When Matt O’Malley and Steve Stabilito, underwriting leaders from AXA XL, described a ground-up process for transforming their teams into data-driven businesses recently, Carrier Management had questions about activities in the C-suite.
“Was there any top-down messaging?” asked CM Guest Editor Michael (Fitz) Fitzgerald, after hearing Stabilito describe the growth of a cross-functional data networking group that started at the grassroots level, and after O’Malley described the development of machine learning models to improve underwriting and distribution processes. “Is there anything from leadership that’s either helpful or not helpful?” Fitzgerald asked. (Related article: How Underwriters Win Business with Data and ML at AXA XL)
“From a senior perspective, particularly when we did our machine-learning driven model, that comes with the budgetary ask,” O’Malley said, highlighting the decision of AXA XL leaders to put modeling teams in a corporate center as a key ingredient to success.

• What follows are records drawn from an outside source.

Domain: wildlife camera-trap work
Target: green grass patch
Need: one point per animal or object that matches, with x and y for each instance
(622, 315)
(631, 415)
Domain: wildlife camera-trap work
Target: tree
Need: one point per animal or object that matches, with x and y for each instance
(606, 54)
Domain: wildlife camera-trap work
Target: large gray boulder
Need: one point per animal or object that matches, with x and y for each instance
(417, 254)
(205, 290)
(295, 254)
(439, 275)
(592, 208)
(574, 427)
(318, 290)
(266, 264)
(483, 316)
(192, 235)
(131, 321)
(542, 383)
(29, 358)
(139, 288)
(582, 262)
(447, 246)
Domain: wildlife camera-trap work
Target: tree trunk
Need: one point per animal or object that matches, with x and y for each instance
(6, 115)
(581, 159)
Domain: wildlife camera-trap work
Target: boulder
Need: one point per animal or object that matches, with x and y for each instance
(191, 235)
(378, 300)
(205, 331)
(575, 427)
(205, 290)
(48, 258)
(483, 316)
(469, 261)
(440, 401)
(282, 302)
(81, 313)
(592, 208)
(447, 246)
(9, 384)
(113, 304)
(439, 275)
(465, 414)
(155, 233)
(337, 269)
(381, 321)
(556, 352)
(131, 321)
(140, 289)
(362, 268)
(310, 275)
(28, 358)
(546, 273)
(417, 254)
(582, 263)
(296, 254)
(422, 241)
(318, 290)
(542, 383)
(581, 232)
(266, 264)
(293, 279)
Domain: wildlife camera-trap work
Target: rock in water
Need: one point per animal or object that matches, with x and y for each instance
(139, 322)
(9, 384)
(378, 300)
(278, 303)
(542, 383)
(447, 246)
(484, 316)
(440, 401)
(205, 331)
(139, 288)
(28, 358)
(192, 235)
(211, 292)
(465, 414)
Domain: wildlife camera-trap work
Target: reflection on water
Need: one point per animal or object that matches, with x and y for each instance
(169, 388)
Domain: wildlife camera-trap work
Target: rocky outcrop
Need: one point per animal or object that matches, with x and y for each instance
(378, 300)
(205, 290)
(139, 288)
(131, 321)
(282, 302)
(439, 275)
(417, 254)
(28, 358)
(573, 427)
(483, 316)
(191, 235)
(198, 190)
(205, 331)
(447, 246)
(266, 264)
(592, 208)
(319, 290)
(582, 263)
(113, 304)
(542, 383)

“One of the challenges is when you ask a business to pay for the project upfront,” he told Fitzgerald, an insurance industry advisor for SAS Institute, who has had his own experiences with transformation projects at insurers Zurich and Royal Sun Alliance. As a business unit leader, “it’s hard to take the leap that I’m going to spend this money when I’m not quite sure what the benefit is going to be. Intuitively, I believe there will be a benefit, but until I’ve spent a significant amount of money, [I can’t really] determine whether these models are actually going to generate the outcomes we’re hoping for,” O’Malley said.

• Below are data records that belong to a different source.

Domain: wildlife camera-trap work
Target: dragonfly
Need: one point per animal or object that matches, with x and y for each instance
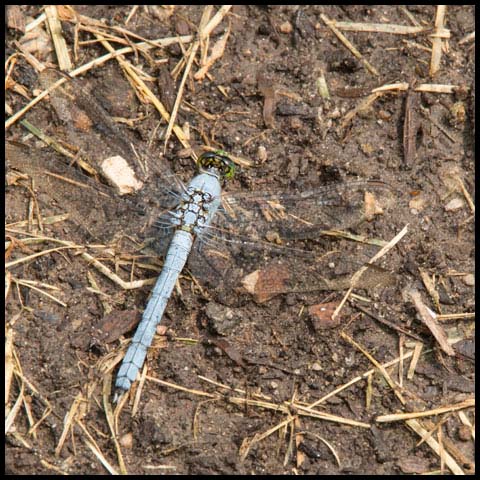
(223, 236)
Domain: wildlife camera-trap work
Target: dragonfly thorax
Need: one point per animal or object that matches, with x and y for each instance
(199, 203)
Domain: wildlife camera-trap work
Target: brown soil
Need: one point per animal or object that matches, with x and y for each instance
(68, 353)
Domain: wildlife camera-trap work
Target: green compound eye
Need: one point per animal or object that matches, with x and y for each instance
(218, 159)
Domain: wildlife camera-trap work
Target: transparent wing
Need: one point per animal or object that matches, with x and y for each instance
(85, 135)
(265, 239)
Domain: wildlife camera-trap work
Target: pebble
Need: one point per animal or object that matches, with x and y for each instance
(262, 153)
(316, 367)
(454, 204)
(286, 27)
(464, 433)
(126, 440)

“With AXA setting up those modeling centers as centers of excellence, we’ve done proofs of concepts around what we think will work. We’ve tested them and then launched them,” he said.

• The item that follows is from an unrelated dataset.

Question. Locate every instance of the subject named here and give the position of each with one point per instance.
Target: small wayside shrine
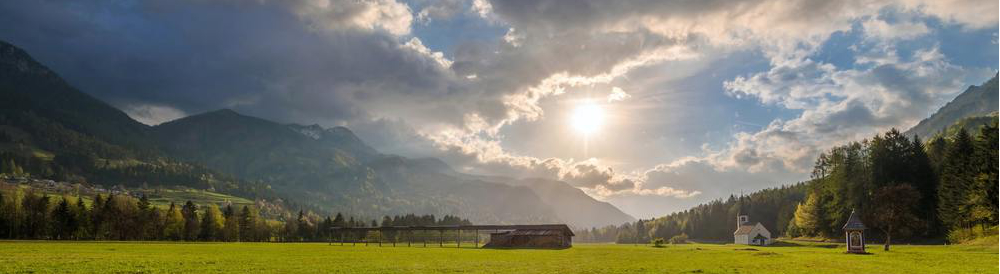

Fitzgerald also asked the two underwriting executives to offer recommendations to other insurance leaders “that are now faced with all of the noise around AI and leading their organizations from this point forward.”
Test and learn, they said.
“We are fortunate to be one of Microsoft’s pilot companies for Copilot, and we have a small group that is testing what can AI do within our organization, and then reporting back on what those outcomes could be,” O’Malley said. “We’re going to learn as we go along. And I think we’ll actually learn quickly just how much has advanced in the last year-and-a-half. But I would say: build a core team, experiment and then figure out where do you want to place your bets.”Stabilito endorsed the idea of a team effort and reiterated the need to understand your data. “To understand AI, you have to understand what’s underlying that. You have to understand the data.”
“That’s what we did with the data network. We started our group as a very targeted initiative in a very low-risk and low-cost environment, …where we tested and we explored some of our curiosities before we tried to scale them across the organization or even across our individual teams.”
He likened the network approach to forming a think tank that tests theories in a very controlled environment to start an AI journey. “You might not necessarily have the quality of the data or the quantity to use AI in an effective manner,” Stabilito said.
“Charging into this saying, ‘we’re going to adopt AI’ may not be the best approach. It might be best to proceed a little bit more slowly or more cautiously in a lower risk environment—but knowing that starting small can really deliver big results in the long run.”